La Vache fait le boeuf, 1992

Le Parvis Scène nationale Tarbes-Pyrénées, Pau

 

A Pau, Jean-François Noble décide que la peinture intitulée, La Grande Vache noire présidera diagonalement à l'ensemble de l'installation, créant une coupe qui s'achève un étage plus bas, après les degrés métalliques d'une initiatique échelle, dans les pages hermétiques du Grand Livre, l'autre axe étant celui qui va de L'Etoile roulante et du Creuset à Lucy, la femme éthiopienne australopithèque dont il sait, avec Allan Wilson et Linda Vigilant que notre ADN, commun sur terre, est africain et dont on peut penser qu'elle est soeur de celle que Courbet avait nommée L'Origine du monde (1866).

Il trace au sol et calcule, tel l'arpenteur avant l'architecte, il découpe et décuple, il est l'oeuf et le serpent, et organise les vertiges d'un drame dont on redoute de n'être pas uniquement le spectateur.
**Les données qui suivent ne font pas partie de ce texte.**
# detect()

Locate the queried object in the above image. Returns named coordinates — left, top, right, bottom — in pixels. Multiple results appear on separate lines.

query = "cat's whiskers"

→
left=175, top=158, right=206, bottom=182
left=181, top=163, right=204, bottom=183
Là, la cascade délivre l'eau-mercure, dans l'ombre des Corbeaux, ici, elle va se jeter entre deux peintures de guerre que sont Le Ciel et La Terre, l'une contenant le jaune de la Foudre, l'autre, les ocres du compost et du charnier. Extrait de "Notes, considérations et définitions", écrit par Gilles-Christian Réthoré pour le catalogue de l'exposition.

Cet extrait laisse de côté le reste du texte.